つまり、私たち教師がチームを組めば、教師一人では対応が難しかった子どものよさや可能性を広く受け入れることができ、それだけに、子どものよさを生かし、可能性を伸ばすことができるようになると確信します。
これが、「学ぶ側の論理」に立った、今求められているティーム・ティーチングを進める上での大切な考え方であると思います。
(2)子どもの個性に応ずるT・Tの構想
ティーム・ティーチングは、「学ぶ側の論理」「子どもの個性の論理」に立って発想するだけに、これといった定型はなく、子どもや学校の実態に即して創意工夫していくことが、その効果を生み出す最人の因となると言われています。
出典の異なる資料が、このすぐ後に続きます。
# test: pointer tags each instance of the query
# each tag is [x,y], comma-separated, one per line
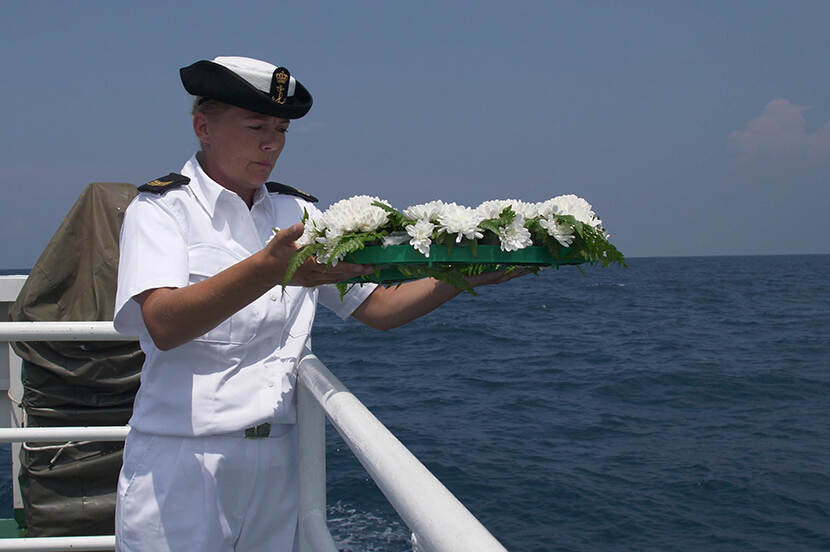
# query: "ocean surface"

このことを前提に、子どもの多様な個性・個人差に対応する観点から、どのような形態でティーム・ティーチングを展開していったらよいか、その基本的な姿をいくつかあげてみたいと思います。
1 学習集団を分担・協業する形態
この形態は、集団全体を一斉に指導する教師と、小グループを指導する教師、あるいは一人一人の子どもを個別に指導する教師とに分かれて、協力して授業を進める方法です。いわば、一斉指導と個別またはグループ指導とを同時に行うもので、個別(グループ)指導をきめ細かに行うことができるところに意味があります。
子どもが疑問に思ったり、グループに分かれて活動したりするときなど、その場で即時に学習の支援ができるので、子どもの学ぶ意欲や学習効果を高めるのに有効な指導形態と言えます。
2 複数学習コースを分担・協業する形態
この形態は、複数の学習コースを設定し、複数の教師が分担して授業を進める形態です。例えば、授業の導入段階は各学級で、展開の段階では学年全体で、そして子どもの興味・関心に応じて、学習コースを選択させ、そのコースごとに教師が分担して指導し、まとめの段階では、各学級あるいは学年全体でまとめる、というような学習形態が考えられます。
各コースの選択は、子どもの興味・関心ばかりでなく、学習のスキルの違い、学習スタイルの違い、生活体験の違い等によって分化するなど、多様な側面から一人一人のよさが生かせるよう考慮してコースの設定をすれば、主体的な学習が促進され、子どもは自分のよさを発揮して学習に取り組むものと思います。
3 授業の過程において分担・協業する形態
この形態は、授業過程の各段階において、必要に応じて教師が多様にかかわって指導する形態です。
作業や製作等の学習活動の場合、授業過程の各段階に沿って分担して教師が個別指導に当たることができ、最後までその子の学習活動を見守り続けることができます。